So, what does the hedge fund plan to do about it? Well, they outlined several changes that they would make in a past letters to the Board of Directors:
  1. Significantly reduce the number of company-owned restaurants by re-franchising a substantial number of restaurants in a multi-year program.
  2. Cease all further capital expenditures to open new company-owned restaurants, and minimize capital expenditures to renovate company-owned restaurants pending their sale.
  3. Reduce overall expense levels, especially in corporate level overhead, and dispose of non-core assets.
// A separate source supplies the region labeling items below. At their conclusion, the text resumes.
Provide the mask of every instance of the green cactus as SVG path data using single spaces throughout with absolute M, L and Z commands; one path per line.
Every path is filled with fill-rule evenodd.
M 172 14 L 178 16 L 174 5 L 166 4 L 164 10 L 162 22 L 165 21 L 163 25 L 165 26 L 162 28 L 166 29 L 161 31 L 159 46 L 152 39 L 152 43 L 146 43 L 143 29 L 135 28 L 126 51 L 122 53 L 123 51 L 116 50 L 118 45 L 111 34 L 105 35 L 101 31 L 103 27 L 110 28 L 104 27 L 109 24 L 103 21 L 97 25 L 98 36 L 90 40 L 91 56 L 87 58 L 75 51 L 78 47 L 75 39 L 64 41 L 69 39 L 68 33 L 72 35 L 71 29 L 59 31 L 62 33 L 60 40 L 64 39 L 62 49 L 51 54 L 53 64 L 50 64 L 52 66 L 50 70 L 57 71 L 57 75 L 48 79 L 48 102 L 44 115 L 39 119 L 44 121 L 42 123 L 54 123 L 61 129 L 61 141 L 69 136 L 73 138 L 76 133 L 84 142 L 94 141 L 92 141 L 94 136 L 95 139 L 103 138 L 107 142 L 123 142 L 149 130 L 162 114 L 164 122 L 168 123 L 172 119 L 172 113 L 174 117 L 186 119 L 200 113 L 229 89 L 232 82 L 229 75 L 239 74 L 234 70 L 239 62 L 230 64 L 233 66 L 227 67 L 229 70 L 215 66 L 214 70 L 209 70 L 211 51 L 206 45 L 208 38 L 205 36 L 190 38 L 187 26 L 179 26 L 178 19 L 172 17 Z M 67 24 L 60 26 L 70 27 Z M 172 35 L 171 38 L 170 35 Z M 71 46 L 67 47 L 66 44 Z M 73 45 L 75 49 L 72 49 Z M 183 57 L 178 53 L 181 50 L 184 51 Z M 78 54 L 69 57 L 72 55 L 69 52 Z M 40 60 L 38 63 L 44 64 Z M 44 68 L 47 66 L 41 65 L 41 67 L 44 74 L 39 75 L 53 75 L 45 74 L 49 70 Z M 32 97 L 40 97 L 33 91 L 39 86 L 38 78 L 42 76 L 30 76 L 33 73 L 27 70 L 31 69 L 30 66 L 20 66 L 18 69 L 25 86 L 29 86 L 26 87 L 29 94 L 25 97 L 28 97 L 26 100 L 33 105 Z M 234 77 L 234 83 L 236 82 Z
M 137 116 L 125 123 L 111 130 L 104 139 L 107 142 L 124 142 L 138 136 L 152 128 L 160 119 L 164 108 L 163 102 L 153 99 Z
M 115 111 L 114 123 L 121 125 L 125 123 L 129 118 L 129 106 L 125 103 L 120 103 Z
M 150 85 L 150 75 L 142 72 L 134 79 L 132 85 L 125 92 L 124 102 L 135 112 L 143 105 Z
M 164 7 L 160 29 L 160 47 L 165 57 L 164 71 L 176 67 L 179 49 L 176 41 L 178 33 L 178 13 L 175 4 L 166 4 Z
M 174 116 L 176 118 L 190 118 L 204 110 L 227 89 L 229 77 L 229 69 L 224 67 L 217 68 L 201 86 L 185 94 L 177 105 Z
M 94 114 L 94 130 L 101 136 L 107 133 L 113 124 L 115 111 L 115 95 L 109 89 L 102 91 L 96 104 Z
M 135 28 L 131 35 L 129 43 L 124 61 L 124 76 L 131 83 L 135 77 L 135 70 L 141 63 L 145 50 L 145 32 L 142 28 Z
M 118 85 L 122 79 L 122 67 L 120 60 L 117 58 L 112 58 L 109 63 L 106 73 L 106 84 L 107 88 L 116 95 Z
  4. Use excess cash generated from these steps and improved performance to increase the return of free cash flow to shareholders.
  5. Improve various governance practices, including reducing the number of insiders on the company's board, precluding former CEOs from continued board service, strengthening independence requirements, eliminating the personal use of corporate aircraft and abolishing your staggered board.
  6. There should be a moratorium on any incentive compensation for any tier one executives so long as TSR remains negative. Similarly, incentive compensation should be zero if the company remains in the fourth quartile of relative performance in generating TSR.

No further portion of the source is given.